The discovery of a new exoplanet is becoming a frequent hyper press event, which never fails to provoke general excitement and speculation. Astronomers claim to have detected about 3,500 exoplanets in total so far, while guesses as to the number of potentially habitable planets in our galaxy, which might support water-born, oxygen-driven life, range from 10 – 40 billion. The shadow of the Fermi Paradox – http://www.seti.org/seti-institute/project/details/fermi-paradox – is looming larger than ever. The absence of other intelligent life out there would be a bold assumption to say the least, but where are they? Shouldn’t we be tripping over the remains of the failures, or dazzled by the might of the successes, or at least be the recipient of some coherent signals?
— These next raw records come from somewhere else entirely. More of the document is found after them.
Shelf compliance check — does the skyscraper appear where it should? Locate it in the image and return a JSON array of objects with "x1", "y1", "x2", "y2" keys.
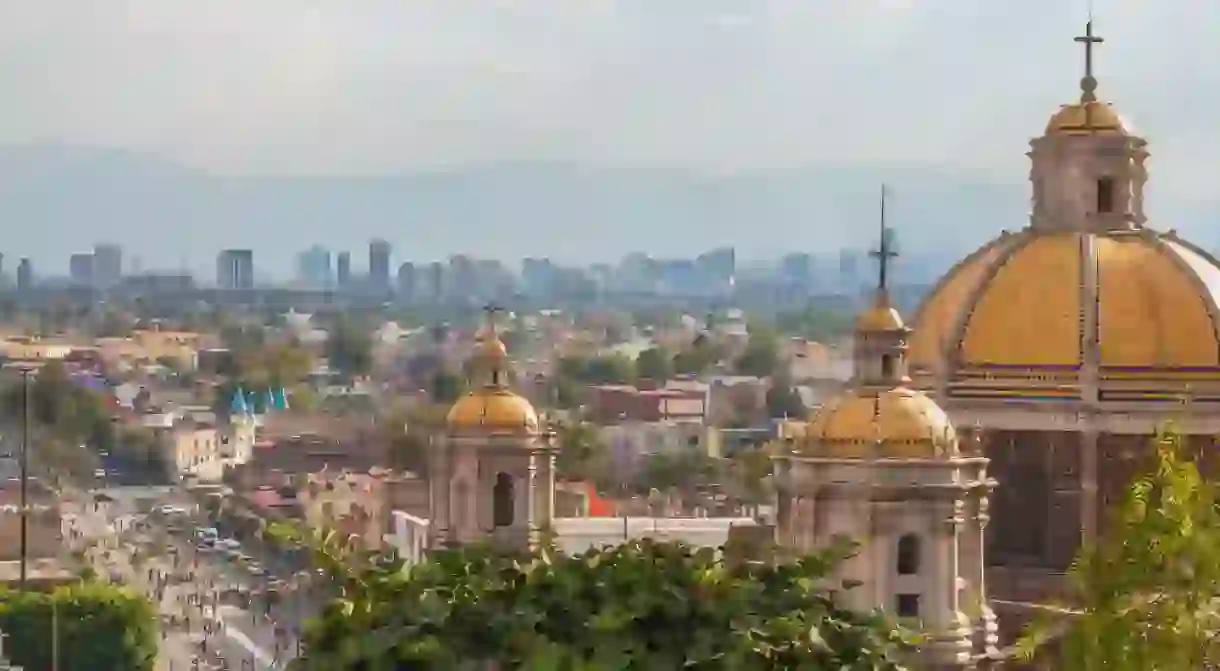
[
  {"x1": 216, "y1": 249, "x2": 254, "y2": 289},
  {"x1": 398, "y1": 261, "x2": 415, "y2": 303},
  {"x1": 296, "y1": 245, "x2": 334, "y2": 289},
  {"x1": 68, "y1": 251, "x2": 96, "y2": 287},
  {"x1": 17, "y1": 257, "x2": 34, "y2": 292},
  {"x1": 368, "y1": 238, "x2": 392, "y2": 289},
  {"x1": 334, "y1": 251, "x2": 351, "y2": 289},
  {"x1": 93, "y1": 244, "x2": 123, "y2": 289}
]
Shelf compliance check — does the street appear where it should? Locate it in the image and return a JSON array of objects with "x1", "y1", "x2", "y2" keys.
[{"x1": 63, "y1": 488, "x2": 309, "y2": 671}]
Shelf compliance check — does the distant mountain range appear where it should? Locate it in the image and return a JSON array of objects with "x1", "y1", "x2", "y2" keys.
[{"x1": 0, "y1": 145, "x2": 1220, "y2": 281}]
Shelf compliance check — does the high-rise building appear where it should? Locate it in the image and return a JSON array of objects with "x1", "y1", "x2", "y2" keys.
[
  {"x1": 428, "y1": 261, "x2": 448, "y2": 303},
  {"x1": 398, "y1": 261, "x2": 415, "y2": 303},
  {"x1": 368, "y1": 238, "x2": 393, "y2": 289},
  {"x1": 68, "y1": 251, "x2": 96, "y2": 287},
  {"x1": 296, "y1": 245, "x2": 334, "y2": 289},
  {"x1": 17, "y1": 257, "x2": 34, "y2": 292},
  {"x1": 216, "y1": 249, "x2": 254, "y2": 289},
  {"x1": 93, "y1": 244, "x2": 123, "y2": 289},
  {"x1": 334, "y1": 251, "x2": 351, "y2": 289}
]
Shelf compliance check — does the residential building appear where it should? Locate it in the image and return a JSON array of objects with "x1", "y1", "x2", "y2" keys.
[{"x1": 93, "y1": 244, "x2": 123, "y2": 289}]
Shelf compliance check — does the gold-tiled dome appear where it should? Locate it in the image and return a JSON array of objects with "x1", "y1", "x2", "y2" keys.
[
  {"x1": 800, "y1": 387, "x2": 958, "y2": 459},
  {"x1": 445, "y1": 323, "x2": 538, "y2": 436},
  {"x1": 910, "y1": 229, "x2": 1220, "y2": 377},
  {"x1": 447, "y1": 386, "x2": 538, "y2": 436},
  {"x1": 1047, "y1": 101, "x2": 1131, "y2": 135}
]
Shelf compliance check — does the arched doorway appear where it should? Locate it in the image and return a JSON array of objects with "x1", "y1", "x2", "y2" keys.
[{"x1": 492, "y1": 472, "x2": 516, "y2": 527}]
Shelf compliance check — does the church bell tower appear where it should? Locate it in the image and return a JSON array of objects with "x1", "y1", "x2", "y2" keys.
[{"x1": 1028, "y1": 21, "x2": 1148, "y2": 233}]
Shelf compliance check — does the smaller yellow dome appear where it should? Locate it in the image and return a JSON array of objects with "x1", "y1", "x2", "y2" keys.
[
  {"x1": 445, "y1": 386, "x2": 538, "y2": 436},
  {"x1": 800, "y1": 387, "x2": 959, "y2": 459},
  {"x1": 1047, "y1": 101, "x2": 1130, "y2": 135},
  {"x1": 855, "y1": 304, "x2": 906, "y2": 331}
]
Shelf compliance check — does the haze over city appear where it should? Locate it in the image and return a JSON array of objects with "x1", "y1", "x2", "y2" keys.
[{"x1": 0, "y1": 0, "x2": 1220, "y2": 275}]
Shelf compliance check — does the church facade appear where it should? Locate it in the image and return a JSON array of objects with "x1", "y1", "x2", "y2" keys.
[{"x1": 910, "y1": 26, "x2": 1220, "y2": 612}]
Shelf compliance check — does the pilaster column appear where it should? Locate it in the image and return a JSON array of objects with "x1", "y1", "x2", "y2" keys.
[{"x1": 1080, "y1": 427, "x2": 1099, "y2": 545}]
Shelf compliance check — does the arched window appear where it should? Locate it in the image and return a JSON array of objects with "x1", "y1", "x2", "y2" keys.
[
  {"x1": 881, "y1": 354, "x2": 895, "y2": 379},
  {"x1": 492, "y1": 473, "x2": 515, "y2": 527},
  {"x1": 1097, "y1": 177, "x2": 1114, "y2": 214},
  {"x1": 897, "y1": 533, "x2": 920, "y2": 576}
]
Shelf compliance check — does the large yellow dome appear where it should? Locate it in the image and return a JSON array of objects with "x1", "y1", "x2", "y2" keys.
[
  {"x1": 447, "y1": 386, "x2": 538, "y2": 436},
  {"x1": 909, "y1": 228, "x2": 1220, "y2": 400},
  {"x1": 800, "y1": 387, "x2": 958, "y2": 459}
]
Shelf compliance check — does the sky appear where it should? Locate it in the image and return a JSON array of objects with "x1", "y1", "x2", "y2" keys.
[{"x1": 0, "y1": 0, "x2": 1220, "y2": 198}]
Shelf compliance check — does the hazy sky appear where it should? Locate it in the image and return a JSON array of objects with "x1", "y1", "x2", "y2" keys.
[{"x1": 0, "y1": 0, "x2": 1220, "y2": 196}]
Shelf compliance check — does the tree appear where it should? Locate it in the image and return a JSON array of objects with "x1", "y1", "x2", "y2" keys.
[
  {"x1": 636, "y1": 346, "x2": 673, "y2": 383},
  {"x1": 1019, "y1": 427, "x2": 1220, "y2": 671},
  {"x1": 555, "y1": 422, "x2": 609, "y2": 479},
  {"x1": 559, "y1": 354, "x2": 636, "y2": 384},
  {"x1": 293, "y1": 540, "x2": 908, "y2": 671},
  {"x1": 326, "y1": 318, "x2": 373, "y2": 377},
  {"x1": 730, "y1": 443, "x2": 780, "y2": 504},
  {"x1": 766, "y1": 375, "x2": 809, "y2": 418},
  {"x1": 673, "y1": 333, "x2": 722, "y2": 375},
  {"x1": 0, "y1": 361, "x2": 115, "y2": 477},
  {"x1": 428, "y1": 368, "x2": 466, "y2": 404},
  {"x1": 0, "y1": 582, "x2": 157, "y2": 671},
  {"x1": 734, "y1": 329, "x2": 780, "y2": 377}
]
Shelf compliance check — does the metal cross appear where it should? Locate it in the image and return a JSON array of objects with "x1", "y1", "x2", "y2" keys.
[
  {"x1": 869, "y1": 184, "x2": 898, "y2": 292},
  {"x1": 1076, "y1": 18, "x2": 1105, "y2": 77},
  {"x1": 483, "y1": 303, "x2": 504, "y2": 331}
]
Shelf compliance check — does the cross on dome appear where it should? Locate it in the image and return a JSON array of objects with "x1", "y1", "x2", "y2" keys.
[
  {"x1": 1075, "y1": 17, "x2": 1105, "y2": 102},
  {"x1": 869, "y1": 184, "x2": 898, "y2": 299}
]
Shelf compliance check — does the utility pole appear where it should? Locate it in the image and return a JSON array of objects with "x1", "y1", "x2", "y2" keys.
[{"x1": 17, "y1": 366, "x2": 34, "y2": 592}]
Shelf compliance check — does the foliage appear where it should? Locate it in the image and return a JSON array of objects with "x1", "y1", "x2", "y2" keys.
[
  {"x1": 733, "y1": 329, "x2": 780, "y2": 377},
  {"x1": 636, "y1": 449, "x2": 723, "y2": 492},
  {"x1": 0, "y1": 582, "x2": 157, "y2": 671},
  {"x1": 0, "y1": 361, "x2": 108, "y2": 478},
  {"x1": 559, "y1": 354, "x2": 636, "y2": 384},
  {"x1": 1020, "y1": 427, "x2": 1220, "y2": 671},
  {"x1": 293, "y1": 540, "x2": 906, "y2": 671},
  {"x1": 555, "y1": 422, "x2": 609, "y2": 481},
  {"x1": 673, "y1": 333, "x2": 723, "y2": 375},
  {"x1": 730, "y1": 444, "x2": 778, "y2": 504},
  {"x1": 428, "y1": 368, "x2": 466, "y2": 404},
  {"x1": 766, "y1": 376, "x2": 809, "y2": 418},
  {"x1": 238, "y1": 342, "x2": 314, "y2": 387},
  {"x1": 775, "y1": 306, "x2": 853, "y2": 340},
  {"x1": 636, "y1": 346, "x2": 673, "y2": 383},
  {"x1": 326, "y1": 320, "x2": 373, "y2": 377}
]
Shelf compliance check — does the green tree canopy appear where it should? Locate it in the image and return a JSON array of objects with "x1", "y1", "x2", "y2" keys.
[
  {"x1": 0, "y1": 361, "x2": 115, "y2": 477},
  {"x1": 1020, "y1": 429, "x2": 1220, "y2": 671},
  {"x1": 733, "y1": 329, "x2": 780, "y2": 377},
  {"x1": 293, "y1": 540, "x2": 905, "y2": 671},
  {"x1": 555, "y1": 422, "x2": 609, "y2": 481},
  {"x1": 559, "y1": 354, "x2": 636, "y2": 384},
  {"x1": 673, "y1": 333, "x2": 723, "y2": 375},
  {"x1": 775, "y1": 305, "x2": 854, "y2": 340},
  {"x1": 326, "y1": 318, "x2": 373, "y2": 377},
  {"x1": 766, "y1": 375, "x2": 809, "y2": 418},
  {"x1": 636, "y1": 346, "x2": 673, "y2": 383},
  {"x1": 0, "y1": 582, "x2": 157, "y2": 671}
]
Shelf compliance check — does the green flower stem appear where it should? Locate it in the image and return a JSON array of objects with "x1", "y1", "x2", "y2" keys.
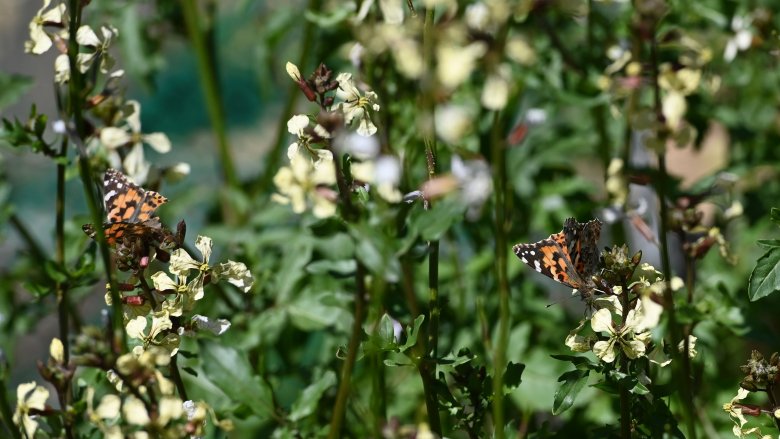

Surely we might hope to hear from a close neighbour – a civilisation at least as advanced as ours, perhaps a mere thousand light years away? That’s pretty close by galactic standards, only one hundredth of the Milky Way’s diameter.
A very narrow Window
But, a difficult conversation to start with, waiting 2,000 years for an answer. Even more difficult if you consider that our window of communications technology is barely a hundred years old. And, how much longer will that window stay open?
Perhaps we expect too much from them out there. If you consider the political climate in our world as it is today, do we really expect to progress safely through the next hundred years of exponential technology development?
Our particular advanced civilisation, for all its technical brilliance, has a rapidly expanding population, dwindling resources, self-induced global warming, horrible ethnic conflicts and declining political stability. The ambition and violence that created the world as we currently know it shows no sign of abating. Can we see this evolving into a serene and stable super-civilisation that satisfies the aspirations of all inhabitants?
Can Society change as fast as technology?
The pace of change of technology is exponential and far exceeds that of our natural evolutionary processes. How do exponential progressions end? A smooth transition to equilibrium? Hardly!
Perhaps that’s the way it is, when knowledge overtakes wisdom.
Is that why it’s so quiet out there?